L’absence de contestation pousse le maire à faire des erreurs. Récemment, son fils a été contraint de démissionner après la révélation de son embauche par le président du Sytral, syndicat de gestion des transports en commun dans lequel le Grand Lyon, que Gérard Collomb préside, apporte 80 % des participations des collectivités locales. Un autre jour, le maire a fait lister les appels de tous les élus de sa majorité, pour montrer que ceux qui critiquent les antennes relais utilisent des portables. «Ce sont des méthodes vichystes», soupirait, effaré, l’un des élus centristes ralliés à Gérard Collomb, en sortant de la réunion.
Droits de l'Hommistes. Troisième exemple : jusqu’au dernier conseil municipal, la ville devait instruire les dossiers des demandeurs de RSA (revenu de solidarité active) à Lyon. Tout le monde était d’accord. Mais le maire a changé d’avis, tout seul, contre l’avis de ses élus et de ses services. Il a refusé que l’on s’occupe pour l’instant des demandeurs de RSA. Les associations siégeant au conseil communal d’action sociale (CCAS) multiplient depuis les courriers.

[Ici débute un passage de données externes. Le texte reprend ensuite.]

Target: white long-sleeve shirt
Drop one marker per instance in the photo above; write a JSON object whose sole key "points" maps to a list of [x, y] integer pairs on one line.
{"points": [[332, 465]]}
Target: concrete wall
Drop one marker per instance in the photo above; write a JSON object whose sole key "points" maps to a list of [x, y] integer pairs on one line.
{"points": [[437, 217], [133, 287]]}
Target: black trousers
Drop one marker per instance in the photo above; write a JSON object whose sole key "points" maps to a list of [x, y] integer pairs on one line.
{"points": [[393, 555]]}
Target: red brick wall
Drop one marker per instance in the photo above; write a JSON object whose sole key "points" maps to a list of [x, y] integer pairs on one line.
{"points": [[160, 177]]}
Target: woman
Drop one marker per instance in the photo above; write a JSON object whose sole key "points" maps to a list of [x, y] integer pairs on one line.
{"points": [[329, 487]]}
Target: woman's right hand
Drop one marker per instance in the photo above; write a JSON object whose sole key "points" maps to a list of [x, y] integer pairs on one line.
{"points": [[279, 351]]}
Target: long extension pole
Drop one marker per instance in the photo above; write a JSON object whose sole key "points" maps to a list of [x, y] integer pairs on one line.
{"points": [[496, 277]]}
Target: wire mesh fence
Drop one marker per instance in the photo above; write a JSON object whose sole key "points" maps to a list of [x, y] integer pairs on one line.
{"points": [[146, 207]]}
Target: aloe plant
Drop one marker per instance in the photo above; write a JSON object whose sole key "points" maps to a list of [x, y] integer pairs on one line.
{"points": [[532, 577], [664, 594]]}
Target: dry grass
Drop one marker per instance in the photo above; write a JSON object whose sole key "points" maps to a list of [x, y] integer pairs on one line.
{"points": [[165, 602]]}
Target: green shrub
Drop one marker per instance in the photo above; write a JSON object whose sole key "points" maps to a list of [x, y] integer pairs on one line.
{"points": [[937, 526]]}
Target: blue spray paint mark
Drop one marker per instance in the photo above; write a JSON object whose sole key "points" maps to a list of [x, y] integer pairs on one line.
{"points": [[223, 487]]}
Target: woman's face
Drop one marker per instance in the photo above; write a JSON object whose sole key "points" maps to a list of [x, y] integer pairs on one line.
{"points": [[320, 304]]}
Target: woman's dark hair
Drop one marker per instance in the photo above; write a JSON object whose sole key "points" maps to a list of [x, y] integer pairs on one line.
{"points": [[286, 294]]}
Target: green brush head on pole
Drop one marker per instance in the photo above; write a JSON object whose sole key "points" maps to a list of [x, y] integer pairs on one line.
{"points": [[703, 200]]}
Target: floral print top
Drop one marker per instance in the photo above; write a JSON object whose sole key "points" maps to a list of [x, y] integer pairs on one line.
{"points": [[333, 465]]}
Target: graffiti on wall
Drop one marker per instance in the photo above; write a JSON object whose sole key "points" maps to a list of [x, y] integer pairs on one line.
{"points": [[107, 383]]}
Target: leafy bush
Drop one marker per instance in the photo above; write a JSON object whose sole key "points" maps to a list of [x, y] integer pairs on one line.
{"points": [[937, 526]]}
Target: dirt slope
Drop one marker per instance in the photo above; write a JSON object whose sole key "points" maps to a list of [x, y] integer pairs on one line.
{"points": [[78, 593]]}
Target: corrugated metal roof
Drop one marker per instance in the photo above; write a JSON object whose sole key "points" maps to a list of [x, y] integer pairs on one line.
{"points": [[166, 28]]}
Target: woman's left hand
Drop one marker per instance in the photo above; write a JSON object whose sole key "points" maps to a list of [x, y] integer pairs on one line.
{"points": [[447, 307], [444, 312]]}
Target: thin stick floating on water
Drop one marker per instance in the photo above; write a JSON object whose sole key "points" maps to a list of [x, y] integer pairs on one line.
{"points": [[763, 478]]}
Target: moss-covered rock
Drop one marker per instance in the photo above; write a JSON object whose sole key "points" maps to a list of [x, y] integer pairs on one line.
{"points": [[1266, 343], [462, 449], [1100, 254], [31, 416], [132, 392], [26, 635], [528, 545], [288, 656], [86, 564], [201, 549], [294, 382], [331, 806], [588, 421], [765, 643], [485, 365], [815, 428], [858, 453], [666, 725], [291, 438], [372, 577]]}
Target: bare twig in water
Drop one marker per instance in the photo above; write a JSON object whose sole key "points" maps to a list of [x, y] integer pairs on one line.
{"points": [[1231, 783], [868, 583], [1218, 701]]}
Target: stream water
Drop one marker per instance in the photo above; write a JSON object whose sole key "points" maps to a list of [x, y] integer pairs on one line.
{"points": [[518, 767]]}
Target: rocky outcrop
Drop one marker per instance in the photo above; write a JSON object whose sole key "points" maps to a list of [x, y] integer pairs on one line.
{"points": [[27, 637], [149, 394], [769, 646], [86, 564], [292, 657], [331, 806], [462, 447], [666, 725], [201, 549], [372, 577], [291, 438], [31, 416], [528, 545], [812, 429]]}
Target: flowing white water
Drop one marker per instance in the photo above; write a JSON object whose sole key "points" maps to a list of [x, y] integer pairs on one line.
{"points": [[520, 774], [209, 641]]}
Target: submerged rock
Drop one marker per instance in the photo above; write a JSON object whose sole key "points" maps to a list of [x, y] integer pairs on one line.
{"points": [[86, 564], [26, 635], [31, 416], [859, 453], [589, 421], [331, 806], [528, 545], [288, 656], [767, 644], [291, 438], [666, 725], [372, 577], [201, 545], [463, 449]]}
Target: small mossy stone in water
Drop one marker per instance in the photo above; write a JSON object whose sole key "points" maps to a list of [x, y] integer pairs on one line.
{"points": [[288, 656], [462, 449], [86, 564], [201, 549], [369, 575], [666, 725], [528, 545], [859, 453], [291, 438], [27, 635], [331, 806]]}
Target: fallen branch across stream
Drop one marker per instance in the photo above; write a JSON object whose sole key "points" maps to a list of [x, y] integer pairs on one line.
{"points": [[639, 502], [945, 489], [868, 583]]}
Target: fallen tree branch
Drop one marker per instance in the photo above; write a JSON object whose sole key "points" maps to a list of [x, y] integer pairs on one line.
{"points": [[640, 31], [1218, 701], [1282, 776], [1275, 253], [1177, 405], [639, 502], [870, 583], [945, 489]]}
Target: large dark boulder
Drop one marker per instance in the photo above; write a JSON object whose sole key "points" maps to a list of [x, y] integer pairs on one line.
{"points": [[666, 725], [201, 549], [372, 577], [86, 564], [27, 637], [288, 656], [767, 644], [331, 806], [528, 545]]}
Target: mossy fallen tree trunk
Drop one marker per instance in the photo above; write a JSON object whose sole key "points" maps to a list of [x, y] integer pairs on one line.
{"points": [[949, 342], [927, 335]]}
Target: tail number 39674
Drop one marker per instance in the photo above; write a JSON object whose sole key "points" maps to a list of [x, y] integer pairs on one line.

Et l’opposition s’engouffre dans la brèche. Laminée l’an dernier, la droite retrouve du coup de l’air. Ses attaques se font plus fréquentes, plus précises. «Et comme le système est autocentré, Gérard Collomb n’a plus personne pour le protéger, il prend tous les coups en direct», observe un adjoint.
Les relations avec les milieux sociaux et les
associations, se dégradent également. Pendant les européennes, des
responsables associatifs ont profité d’une visite de Vincent Peillon
pour lister leurs griefs vis-à-vis de Gérard Collomb. Gêné, Vincent
Peillon a éludé. Le maire de Lyon, qui dénonce régulièrement la place
que le Parti socialiste accorde aux «droits de l’hommiste», écarte la
contestation d’un revers de main. «C’est microscopique, dit-il. Sinon,
je n’aurais pas été aussi bien réélu.»
Olivier BERTRAND




Il faudrait parler du Grand Lyon également ! Et de la politique sportive d'agglomération… Du grand art dans la manière de faire tout seul… Il y avait eu le Grand stade. Il y a maintenant le souhait, pour Collomb, de transférer l'Asvel de Villeurbanne à Vénissieux. Un joli coup dans le dos de Bret, son premier vice-président au Grand Lyon. L'esprit de camaraderie n'est pas toujours de mise!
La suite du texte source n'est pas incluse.